We design and compute first-order implicit-in-time variational schemes with high-order spatial discretization for initial value gradient flows in generalized optimal transport metric spaces. We first review some examples of gradient flows in generalized optimal transport spaces from the Onsager principle. We then use a one-step time relaxation optimization problem for time-implicit schemes, namely generalized Jordan-Kinderlehrer-Otto schemes. Their minimizing systems satisfy implicit-in-time schemes for initial value gradient flows with first-order time accuracy. We adopt the first-order optimization scheme ALG2 (Augmented Lagrangian method) and high-order finite element methods in spatial discretization to compute the one-step optimization problem. This allows us to derive the implicit-in-time update of initial value gradient flows iteratively. We remark that the iteration in ALG2 has a simple-to-implement point-wise update based on optimal transport and Onsager's activation functions. The proposed method is unconditionally stable for convex cases. Numerical examples are presented to demonstrate the effectiveness of the methods in two-dimensional PDEs, including Wasserstein gradient flows, Fisher--Kolmogorov-Petrovskii-Piskunov equation, and two and four species reversible reaction-diffusion systems.

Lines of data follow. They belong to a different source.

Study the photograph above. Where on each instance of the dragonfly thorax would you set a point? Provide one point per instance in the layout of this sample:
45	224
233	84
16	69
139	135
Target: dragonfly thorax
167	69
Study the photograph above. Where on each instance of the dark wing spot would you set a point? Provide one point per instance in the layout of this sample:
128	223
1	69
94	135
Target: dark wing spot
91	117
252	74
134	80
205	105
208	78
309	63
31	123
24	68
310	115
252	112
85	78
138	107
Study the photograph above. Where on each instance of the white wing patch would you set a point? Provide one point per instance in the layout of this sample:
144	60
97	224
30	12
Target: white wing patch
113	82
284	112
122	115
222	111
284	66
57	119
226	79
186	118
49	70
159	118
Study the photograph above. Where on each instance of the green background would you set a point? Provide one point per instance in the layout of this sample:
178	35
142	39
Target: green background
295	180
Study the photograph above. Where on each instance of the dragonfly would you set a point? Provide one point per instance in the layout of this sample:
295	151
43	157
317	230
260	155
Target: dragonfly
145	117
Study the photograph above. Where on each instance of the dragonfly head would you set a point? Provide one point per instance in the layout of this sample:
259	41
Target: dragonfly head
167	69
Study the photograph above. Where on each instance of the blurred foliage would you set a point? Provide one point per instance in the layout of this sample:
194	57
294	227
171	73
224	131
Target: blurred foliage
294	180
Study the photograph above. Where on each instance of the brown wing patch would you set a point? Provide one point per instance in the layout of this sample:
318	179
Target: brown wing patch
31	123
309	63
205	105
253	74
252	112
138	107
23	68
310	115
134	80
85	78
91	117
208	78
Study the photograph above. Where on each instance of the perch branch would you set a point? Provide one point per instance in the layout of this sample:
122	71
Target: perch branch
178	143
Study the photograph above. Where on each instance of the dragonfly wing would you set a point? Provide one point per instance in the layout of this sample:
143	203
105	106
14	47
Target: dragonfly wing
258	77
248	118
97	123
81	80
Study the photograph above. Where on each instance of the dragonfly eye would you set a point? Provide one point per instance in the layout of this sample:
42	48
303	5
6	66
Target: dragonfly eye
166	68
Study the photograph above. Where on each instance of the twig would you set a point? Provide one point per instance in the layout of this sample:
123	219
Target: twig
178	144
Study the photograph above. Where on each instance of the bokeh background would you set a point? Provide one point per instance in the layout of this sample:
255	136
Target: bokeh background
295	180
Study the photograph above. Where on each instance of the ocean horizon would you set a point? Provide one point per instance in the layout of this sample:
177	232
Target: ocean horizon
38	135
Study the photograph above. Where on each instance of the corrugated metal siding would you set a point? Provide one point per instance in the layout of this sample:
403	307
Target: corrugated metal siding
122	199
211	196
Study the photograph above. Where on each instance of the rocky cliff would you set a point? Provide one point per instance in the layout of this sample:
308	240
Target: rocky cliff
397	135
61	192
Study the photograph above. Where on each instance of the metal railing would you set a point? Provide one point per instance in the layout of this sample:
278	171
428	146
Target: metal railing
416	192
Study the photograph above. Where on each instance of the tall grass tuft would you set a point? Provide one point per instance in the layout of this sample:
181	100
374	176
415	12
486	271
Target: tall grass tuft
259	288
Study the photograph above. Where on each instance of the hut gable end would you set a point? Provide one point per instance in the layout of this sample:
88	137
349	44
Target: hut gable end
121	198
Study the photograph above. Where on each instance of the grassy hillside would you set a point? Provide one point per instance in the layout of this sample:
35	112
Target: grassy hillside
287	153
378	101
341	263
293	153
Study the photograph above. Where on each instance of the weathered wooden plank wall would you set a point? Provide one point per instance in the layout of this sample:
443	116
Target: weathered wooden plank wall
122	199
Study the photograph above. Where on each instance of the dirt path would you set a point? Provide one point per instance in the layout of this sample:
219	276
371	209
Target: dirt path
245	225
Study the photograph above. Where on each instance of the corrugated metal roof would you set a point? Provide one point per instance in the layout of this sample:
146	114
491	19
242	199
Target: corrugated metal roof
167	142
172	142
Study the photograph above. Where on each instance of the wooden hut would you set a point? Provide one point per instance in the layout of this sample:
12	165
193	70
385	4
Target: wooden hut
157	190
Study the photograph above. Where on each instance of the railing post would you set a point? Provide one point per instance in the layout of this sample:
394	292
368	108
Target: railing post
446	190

翻译：我们设计并计算了广义最优输运度量空间中初值梯度流问题的一阶时间隐式变分格式，并采用高阶空间离散方法。首先基于Onsager原理回顾广义最优输运空间中的若干梯度流实例。随后利用单步时间松弛优化问题构建时间隐式格式，即广义Jordan-Kinderlehrer-Otto格式。其最小化系统满足初值梯度流的一阶时间精度隐式时间格式。我们采用一阶优化算法ALG2（增广拉格朗日方法）结合空间离散中的高阶有限元方法求解该单步优化问题，从而迭代推导初值梯度流的隐式时间更新。值得注意的是，ALG2中的迭代基于最优输运和Onsager激活函数实现了易于实现的逐点更新。对于凸情形，所提方法具有无条件稳定性。数值算例验证了该方法在二维偏微分方程中的有效性，涵盖Wasserstein梯度流、Fisher-Kolmogorov-Petrovskii-Piskunov方程以及二物种与四物种可逆反应-扩散系统。